Ub Iwerks, A.S.C. (March 24, 1901 – July 7, 1971) was a two-time Academy Award winning American animator, cartoonist and special effects technician, who was famous for his work for Walt Disney. He was born Ubbe Ert Iwwerks in Kansas City, Missouri.
His name is explained by his Frisian roots; his father, Eert Ubbe Iwwerks, emigrated to the USA in 1869 from the village of Uttum in East Frisia (northwest Germany, today part of the municipality of Krummhörn). Ub's birth name can be seen on early “Alice” shorts that he signed. Several years later he simplified his name to “Ub Iwerks” (pronounced /ˈuːb ˈaɪwɜrks/).
Iwerks was considered by many to be Walt Disney's oldest friend, and spent most of his career with Disney. The two met in 1918 while working for the Kansas City Art Studio in Kansas City, and would eventually start their own commercial art business together. Disney and Iwerks then found work as illustrators for the Kansas City Slide Newspaper Company (which would later be named The Kansas City Film Ad Company). While working for the Kansas City Film Ad Company, Disney decided to take up work in animation, and Iwerks soon joined him.

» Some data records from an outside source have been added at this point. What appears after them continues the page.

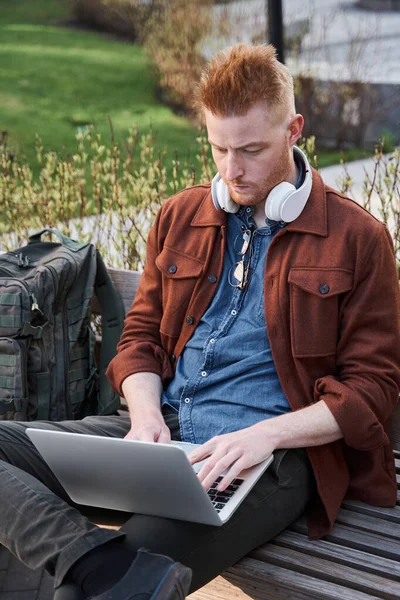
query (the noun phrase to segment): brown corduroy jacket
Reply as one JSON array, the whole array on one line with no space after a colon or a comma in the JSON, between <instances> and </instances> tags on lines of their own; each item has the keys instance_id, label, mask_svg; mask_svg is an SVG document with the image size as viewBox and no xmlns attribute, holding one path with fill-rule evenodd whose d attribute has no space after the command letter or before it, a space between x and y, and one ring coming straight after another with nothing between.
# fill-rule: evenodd
<instances>
[{"instance_id":1,"label":"brown corduroy jacket","mask_svg":"<svg viewBox=\"0 0 400 600\"><path fill-rule=\"evenodd\" d=\"M222 271L226 214L210 185L161 208L146 265L108 377L153 372L164 385L209 306ZM267 332L282 388L295 411L324 399L343 439L308 448L318 495L309 535L325 535L342 500L396 503L389 419L400 385L399 286L386 227L355 202L313 187L298 219L267 253Z\"/></svg>"}]
</instances>

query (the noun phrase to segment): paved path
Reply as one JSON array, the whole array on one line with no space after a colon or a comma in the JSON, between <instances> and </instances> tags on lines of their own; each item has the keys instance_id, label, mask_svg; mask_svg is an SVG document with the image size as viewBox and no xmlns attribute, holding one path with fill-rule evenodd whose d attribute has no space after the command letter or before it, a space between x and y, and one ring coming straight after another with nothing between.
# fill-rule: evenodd
<instances>
[{"instance_id":1,"label":"paved path","mask_svg":"<svg viewBox=\"0 0 400 600\"><path fill-rule=\"evenodd\" d=\"M381 177L381 182L383 186L383 195L385 195L385 186L383 184L383 175L384 175L384 165L389 161L393 155L386 154L382 158L382 162L380 163L379 169L377 171L376 181L379 181L379 177ZM364 191L364 184L366 181L366 177L368 176L369 180L372 181L374 177L374 169L375 169L375 159L368 158L365 160L356 160L350 162L346 165L347 172L352 179L352 185L347 195L353 198L356 202L361 205L364 205L366 200L366 193ZM326 184L332 186L333 188L340 189L340 178L344 175L344 169L342 165L334 165L332 167L325 167L321 169L321 175ZM370 186L369 186L370 188ZM398 201L400 198L398 198ZM370 207L369 210L372 214L381 219L380 215L380 206L381 201L376 192L373 192L370 199ZM394 216L388 220L389 229L392 230L394 227Z\"/></svg>"},{"instance_id":2,"label":"paved path","mask_svg":"<svg viewBox=\"0 0 400 600\"><path fill-rule=\"evenodd\" d=\"M373 158L367 158L365 160L355 160L346 164L346 170L350 175L353 184L349 196L362 204L364 199L363 184L366 176L372 178L374 173L375 161ZM331 167L325 167L320 169L323 180L327 185L335 189L340 189L340 180L345 175L345 169L343 165L333 165Z\"/></svg>"}]
</instances>

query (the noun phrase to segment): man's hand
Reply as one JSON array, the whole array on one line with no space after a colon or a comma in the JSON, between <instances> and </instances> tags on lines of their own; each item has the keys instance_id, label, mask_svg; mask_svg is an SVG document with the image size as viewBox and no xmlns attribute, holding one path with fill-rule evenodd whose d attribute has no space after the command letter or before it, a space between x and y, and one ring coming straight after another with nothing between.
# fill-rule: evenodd
<instances>
[{"instance_id":1,"label":"man's hand","mask_svg":"<svg viewBox=\"0 0 400 600\"><path fill-rule=\"evenodd\" d=\"M169 444L171 441L171 432L166 426L160 411L158 413L152 411L140 416L136 413L132 417L132 425L125 439Z\"/></svg>"},{"instance_id":2,"label":"man's hand","mask_svg":"<svg viewBox=\"0 0 400 600\"><path fill-rule=\"evenodd\" d=\"M171 433L161 413L161 379L155 373L135 373L127 377L122 391L128 403L131 428L125 439L142 442L171 441Z\"/></svg>"},{"instance_id":3,"label":"man's hand","mask_svg":"<svg viewBox=\"0 0 400 600\"><path fill-rule=\"evenodd\" d=\"M227 471L217 487L217 490L223 491L243 469L258 465L274 449L272 438L268 440L262 423L257 423L246 429L212 438L191 452L188 458L192 464L208 458L198 473L206 490Z\"/></svg>"},{"instance_id":4,"label":"man's hand","mask_svg":"<svg viewBox=\"0 0 400 600\"><path fill-rule=\"evenodd\" d=\"M205 489L227 471L217 488L223 491L240 471L259 464L278 448L321 446L342 437L337 421L321 399L301 410L214 437L191 452L189 460L195 464L207 459L199 471Z\"/></svg>"}]
</instances>

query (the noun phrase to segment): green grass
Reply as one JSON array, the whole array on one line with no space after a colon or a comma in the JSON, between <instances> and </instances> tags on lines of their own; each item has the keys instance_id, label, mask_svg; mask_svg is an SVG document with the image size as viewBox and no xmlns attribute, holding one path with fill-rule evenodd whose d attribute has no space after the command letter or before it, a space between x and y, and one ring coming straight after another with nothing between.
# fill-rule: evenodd
<instances>
[{"instance_id":1,"label":"green grass","mask_svg":"<svg viewBox=\"0 0 400 600\"><path fill-rule=\"evenodd\" d=\"M9 147L35 162L35 134L46 150L74 152L79 127L95 124L117 139L152 127L172 156L194 156L196 129L156 98L142 48L67 26L62 0L0 0L0 130Z\"/></svg>"},{"instance_id":2,"label":"green grass","mask_svg":"<svg viewBox=\"0 0 400 600\"><path fill-rule=\"evenodd\" d=\"M369 158L374 155L373 150L365 150L362 148L351 148L350 150L327 150L325 148L317 148L318 156L318 168L330 167L331 165L337 165L343 160L348 163L352 160L360 160L362 158Z\"/></svg>"}]
</instances>

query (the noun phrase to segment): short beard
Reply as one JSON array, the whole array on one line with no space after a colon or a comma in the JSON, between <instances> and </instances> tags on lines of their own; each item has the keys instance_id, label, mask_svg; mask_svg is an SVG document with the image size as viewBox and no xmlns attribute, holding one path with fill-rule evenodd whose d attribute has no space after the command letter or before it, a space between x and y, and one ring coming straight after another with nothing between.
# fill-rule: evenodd
<instances>
[{"instance_id":1,"label":"short beard","mask_svg":"<svg viewBox=\"0 0 400 600\"><path fill-rule=\"evenodd\" d=\"M288 180L291 166L288 148L284 146L275 170L269 174L268 179L261 181L261 183L257 186L257 189L254 191L253 196L248 197L242 194L236 194L236 192L233 192L230 189L230 184L232 184L232 182L227 183L232 200L237 204L244 204L246 206L256 206L257 204L261 204L261 202L267 199L267 196L271 190L274 189L274 187L283 181ZM235 180L235 183L240 185L241 182ZM243 183L245 184L246 182L244 181Z\"/></svg>"}]
</instances>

He was responsible for the distinctive style of the earliest Disney animated cartoons, and was also responsible for creating Mickey Mouse. In 1922, when Walt began his Laugh-O-Gram cartoon series, Iwerks joined him as chief animator. The studio went bankrupt, however, and in 1923 Iwerks followed Disney's move to Los Angeles to work on a new series of cartoons known as “the Alice Comedies” which had live action mixed with animation. After the end of this series, Disney asked Iwerks to come up with a new character. The first Oswald the Lucky Rabbit was animated entirely by Ub Iwerks. Following the first cartoon, Oswald was redesigned on the insistence of Universal, who agreed to distribute the new series of cartoons in 1927.
In the spring of 1928, Disney lost control of the Oswald character, and much of his staff was hired away; Disney left Universal soon afterwards. He promised never to work with a company he did not own ever again. Disney asked Ub Iwerks, who stayed on, to start drawing up new character ideas. Iwerks tried sketches of frogs, dogs, and cats, but none of these appealed to Disney. A female cow and male horse were created at this time by Iwerks, but were also rejected. They would later turn up as Clarabelle Cow and Horace Horsecollar. Ub Iwerks eventually got inspiration from an old drawing. In 1925, Hugh Harman drew some sketches of mice around a photograph of Walt Disney. These inspired Ub Iwerks to create a new mouse character for Disney, eventually called Mickey Mouse.